Buchrezension Alexej Nawalny: Vom Kleinaktionär zum inhaftierten Oppositionsführer

Der russische Oppositionsführer ist Putins wichtigster Gegner.
Berlin Der Hochsommer bietet an Russland und an Wirtschaft interessierten Lesern nicht nur hochspannende Nachrichten aus dem Land vor einer weichenstellenden Dumawahl im September, sondern auch zwei lesenswerte Bücher: eines über den inhaftierten Oppositionellen Alexei Nawalny, eines mit Reden bei seinen Verurteilungen von ihm selbst. Sie ergänzen sich gut.
Denn das von drei Politikwissenschaftlern aus Deutschland, Frankreich und England verfasste Buch „Nawalny. Seine Ziele, seine Gegner, seine Zukunft“ liefert ein differenziertes und aufschlussreiches Bild des derzeit trotz seiner Inhaftierung wichtigsten Widersachers von Kremlchef Wladimir Putin. Aber es fehlt das ebenso beißende wie treffende Wort Nawalnys selbst, das in „Schweigt nicht! Reden vor Gericht“ dafür umfassend zu Gehör kommt.
Es gelingt den Autoren, Nawalny als „komplexe Figur“ vorzustellen und zu ergründen: von einem Kleinaktionär, der mit seinen furchtlosen Nachfragen auf Hauptversammlungen die mauernden Vorstandschefs großer russischer Konzerne in die Ecke treibt und zumindest kleine Blicke hinter die Mauern aus Korruption und Verschwendung firmeneigenen Kapitals erlaubt, bis hin zum wichtigsten Oppositionellen.
Der recherchiert mit seinem – inzwischen als „terroristisch“ (!) – verbotenen Anti-Korruptionsfonds die milliardenschweren Machenschaften führender Politiker aus dem Putin-Umfeld, ranghoher Beamter und der Oligarchen genannten Superreichen mit ihren Beziehungen zum Kreml und führt sie in spannend erzählten und gut belegten Videos einem immer wütender werdenden Volk im Internet vor.

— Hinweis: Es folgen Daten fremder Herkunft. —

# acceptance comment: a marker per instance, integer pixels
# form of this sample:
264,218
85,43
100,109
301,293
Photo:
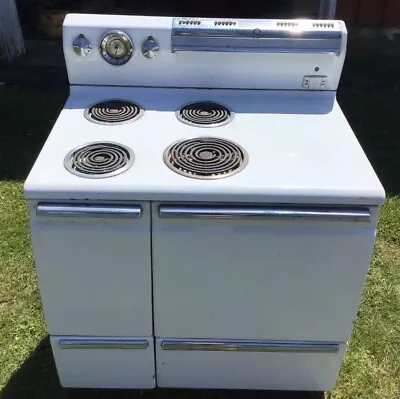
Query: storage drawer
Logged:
259,272
248,364
88,362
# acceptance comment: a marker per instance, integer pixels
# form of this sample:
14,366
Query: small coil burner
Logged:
99,160
205,158
113,112
204,114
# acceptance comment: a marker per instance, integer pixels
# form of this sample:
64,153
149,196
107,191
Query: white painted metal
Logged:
104,368
94,274
238,370
266,279
301,150
291,276
191,69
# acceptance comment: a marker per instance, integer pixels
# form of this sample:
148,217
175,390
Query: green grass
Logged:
372,366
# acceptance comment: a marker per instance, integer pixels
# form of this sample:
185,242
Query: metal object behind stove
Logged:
255,36
114,112
204,114
99,160
206,158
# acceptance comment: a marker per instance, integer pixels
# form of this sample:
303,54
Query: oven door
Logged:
259,272
94,269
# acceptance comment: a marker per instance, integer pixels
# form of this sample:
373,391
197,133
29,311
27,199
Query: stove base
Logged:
192,368
89,362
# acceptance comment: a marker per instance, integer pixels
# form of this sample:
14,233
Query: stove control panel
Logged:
146,51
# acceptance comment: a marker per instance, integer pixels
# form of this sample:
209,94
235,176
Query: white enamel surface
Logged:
188,69
271,279
94,274
301,150
104,368
234,370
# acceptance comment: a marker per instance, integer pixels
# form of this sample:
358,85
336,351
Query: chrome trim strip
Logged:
256,35
89,211
220,212
76,343
249,346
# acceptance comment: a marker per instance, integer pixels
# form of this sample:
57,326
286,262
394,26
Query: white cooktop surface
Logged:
300,147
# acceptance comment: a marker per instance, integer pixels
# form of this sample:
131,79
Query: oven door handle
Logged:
89,210
220,212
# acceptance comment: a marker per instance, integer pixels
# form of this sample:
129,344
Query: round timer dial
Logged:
116,47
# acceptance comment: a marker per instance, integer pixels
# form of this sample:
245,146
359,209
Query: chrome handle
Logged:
89,211
249,346
76,343
218,212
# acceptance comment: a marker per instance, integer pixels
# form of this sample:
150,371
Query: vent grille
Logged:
113,112
287,24
329,25
205,158
204,114
225,23
99,160
189,22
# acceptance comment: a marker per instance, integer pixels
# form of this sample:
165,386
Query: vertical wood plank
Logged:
347,11
392,14
371,13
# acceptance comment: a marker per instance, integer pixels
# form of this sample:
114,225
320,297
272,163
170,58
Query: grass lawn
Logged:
370,99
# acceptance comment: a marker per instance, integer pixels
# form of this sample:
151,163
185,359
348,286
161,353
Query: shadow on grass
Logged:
37,378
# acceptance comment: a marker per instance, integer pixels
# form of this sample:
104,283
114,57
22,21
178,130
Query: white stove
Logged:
202,214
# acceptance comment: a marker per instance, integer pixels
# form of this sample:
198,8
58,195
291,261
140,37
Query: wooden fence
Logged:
369,13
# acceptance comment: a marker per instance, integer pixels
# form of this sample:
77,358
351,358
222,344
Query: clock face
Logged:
116,48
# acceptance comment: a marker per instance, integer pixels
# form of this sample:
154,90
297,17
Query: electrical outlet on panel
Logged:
314,82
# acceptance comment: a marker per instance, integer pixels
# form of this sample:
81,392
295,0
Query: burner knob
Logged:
150,48
81,46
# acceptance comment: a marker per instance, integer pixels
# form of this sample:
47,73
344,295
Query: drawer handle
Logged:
88,211
333,214
75,343
250,346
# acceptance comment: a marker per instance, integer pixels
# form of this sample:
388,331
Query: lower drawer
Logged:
248,364
89,362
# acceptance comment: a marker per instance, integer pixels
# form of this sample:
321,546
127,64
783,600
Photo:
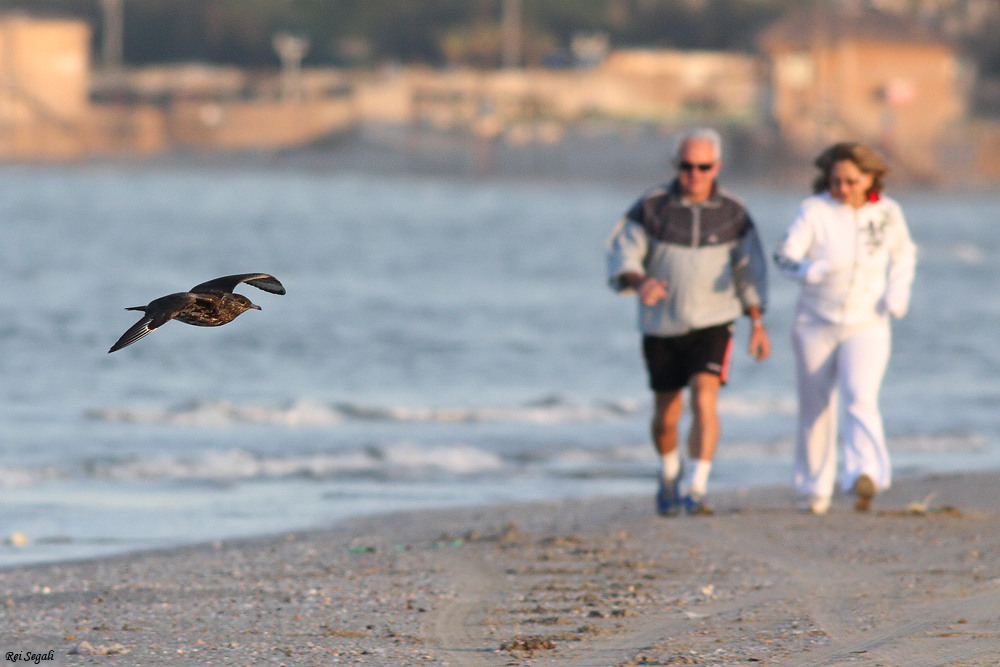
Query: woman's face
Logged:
848,184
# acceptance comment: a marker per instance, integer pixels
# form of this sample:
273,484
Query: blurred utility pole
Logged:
291,49
114,29
511,25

Denn in den zumeist staatlich kontrollierten Medien werden Nawalny und seine hervorragende investigative Enthüllungsarbeit totgeschwiegen.
„Um in diesem Umfeld ein ernsthafter Herausforderer der Macht(haber) zu werden, benötigt es Mut, Kreativität und Witz. Nawalny besitzt alle diese Qualitäten – und genau deshalb sticht er hervor“, attestieren ihm die drei Autoren. Und löblicherweise räumen sie auch mit der vom Kreml verbreiteten Behauptung auf, Nawalny sei ein rassistischer Ultranationalist.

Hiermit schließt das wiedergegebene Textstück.